| GEO Business|
| US economy picking up: Obama|
| Updated at: 1702 PST, Friday, August 07, 2009|
VIRGINIA: "We're losing jobs at half the rate we were at the beginning of this year," Mr Obama told a rally outside Washington for the Democratic candidate for Virginia governor. "Our financial system is no longer on the verge of collapse. The market is up."
Mr Obama acknowledged more work was needed on recovery efforts but struck back at Republican critics, reminding his audience he had inherited the economic crisis when he took office in January. It began under his Republican predecessor, George W. Bush.
"I don't want the folks who created the mess to do a lot of talking. I want them to get out of the way so we can clean up the mess," he said to loud cheers.
Many Republicans have accused Mr Obama of making economic matters worse by trying to spend the country out of recession.

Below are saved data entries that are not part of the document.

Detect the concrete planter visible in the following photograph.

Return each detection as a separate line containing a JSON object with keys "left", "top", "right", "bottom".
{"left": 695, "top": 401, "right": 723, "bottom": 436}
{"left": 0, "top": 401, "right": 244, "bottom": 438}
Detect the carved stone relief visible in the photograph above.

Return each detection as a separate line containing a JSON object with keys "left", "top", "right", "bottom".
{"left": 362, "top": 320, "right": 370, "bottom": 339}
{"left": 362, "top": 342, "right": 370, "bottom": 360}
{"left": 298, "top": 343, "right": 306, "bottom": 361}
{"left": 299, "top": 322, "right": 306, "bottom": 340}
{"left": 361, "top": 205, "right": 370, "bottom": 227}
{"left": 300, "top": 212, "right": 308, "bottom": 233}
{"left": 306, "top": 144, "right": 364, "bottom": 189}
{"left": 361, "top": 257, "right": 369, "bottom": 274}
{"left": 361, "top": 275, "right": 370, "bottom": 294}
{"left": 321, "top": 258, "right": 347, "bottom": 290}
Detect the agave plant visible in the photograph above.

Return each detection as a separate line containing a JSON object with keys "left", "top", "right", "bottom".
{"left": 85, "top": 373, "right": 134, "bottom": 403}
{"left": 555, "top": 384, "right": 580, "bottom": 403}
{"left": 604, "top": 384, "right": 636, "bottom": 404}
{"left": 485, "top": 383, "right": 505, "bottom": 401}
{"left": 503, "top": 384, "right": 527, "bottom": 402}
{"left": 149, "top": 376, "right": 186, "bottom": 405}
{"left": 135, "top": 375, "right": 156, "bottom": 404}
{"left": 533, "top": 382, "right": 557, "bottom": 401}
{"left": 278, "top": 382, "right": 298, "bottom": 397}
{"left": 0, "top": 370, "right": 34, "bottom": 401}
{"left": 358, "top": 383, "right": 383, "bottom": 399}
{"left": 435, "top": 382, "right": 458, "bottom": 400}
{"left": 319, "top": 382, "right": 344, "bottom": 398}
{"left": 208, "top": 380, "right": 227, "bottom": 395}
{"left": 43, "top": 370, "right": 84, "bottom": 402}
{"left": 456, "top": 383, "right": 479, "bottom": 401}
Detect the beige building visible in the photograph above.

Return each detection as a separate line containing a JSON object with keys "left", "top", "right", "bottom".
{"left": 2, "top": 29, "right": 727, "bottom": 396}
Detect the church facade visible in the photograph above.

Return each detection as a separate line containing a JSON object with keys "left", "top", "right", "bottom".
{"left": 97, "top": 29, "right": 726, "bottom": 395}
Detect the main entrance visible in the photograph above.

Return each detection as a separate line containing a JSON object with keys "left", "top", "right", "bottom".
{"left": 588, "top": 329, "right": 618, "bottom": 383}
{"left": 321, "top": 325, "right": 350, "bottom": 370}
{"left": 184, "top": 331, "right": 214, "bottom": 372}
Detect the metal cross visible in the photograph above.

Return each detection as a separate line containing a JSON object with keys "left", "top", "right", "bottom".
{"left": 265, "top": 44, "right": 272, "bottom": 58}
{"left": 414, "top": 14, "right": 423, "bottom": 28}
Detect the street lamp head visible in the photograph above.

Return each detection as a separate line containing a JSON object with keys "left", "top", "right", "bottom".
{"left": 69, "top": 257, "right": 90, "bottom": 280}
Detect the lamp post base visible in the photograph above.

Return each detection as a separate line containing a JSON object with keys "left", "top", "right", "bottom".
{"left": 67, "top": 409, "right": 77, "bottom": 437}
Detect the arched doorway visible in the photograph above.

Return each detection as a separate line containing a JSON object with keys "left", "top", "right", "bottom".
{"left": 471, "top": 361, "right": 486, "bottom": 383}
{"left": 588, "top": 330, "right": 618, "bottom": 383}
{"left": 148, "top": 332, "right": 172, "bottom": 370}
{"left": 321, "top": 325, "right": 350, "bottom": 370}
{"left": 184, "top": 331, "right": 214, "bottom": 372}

His announcement followed news that the number of US workers submitting new claims for jobless benefits fell sharply last week, fanning hopes the fragile labour market was on the mend and that the broader economy was stabilising.
In a sign that the trend was firmly toward a moderation in the pace of layoffs, the four-week moving average for new claims fell 4,750 to 555,250 in the week ended Aug. 1.
However, the number of people collecting long-term unemployment benefits rose by 69,000 to 6.31 million in the week ended July 25, though the four-week moving average declined for four straight weeks.
Analysts said the report, which followed data on Wednesday showing steeper private-sector job cuts and declining non-manufacturing employment in July, restored optimism that the US labour market was starting to heal.
"The US labour market is on the mend. This corroborates our view that the pace of layoffs has slowed down noticeably," said Harm Bandholz, an economist at UniCredit Markets & Investment Banking in New York.
However, Christina Romer, an economic advisor at the White House, cautioned that economic recovery will be painful and that Friday's widely watched report on July unemployment likely will show hundreds of thousands more jobs were lost.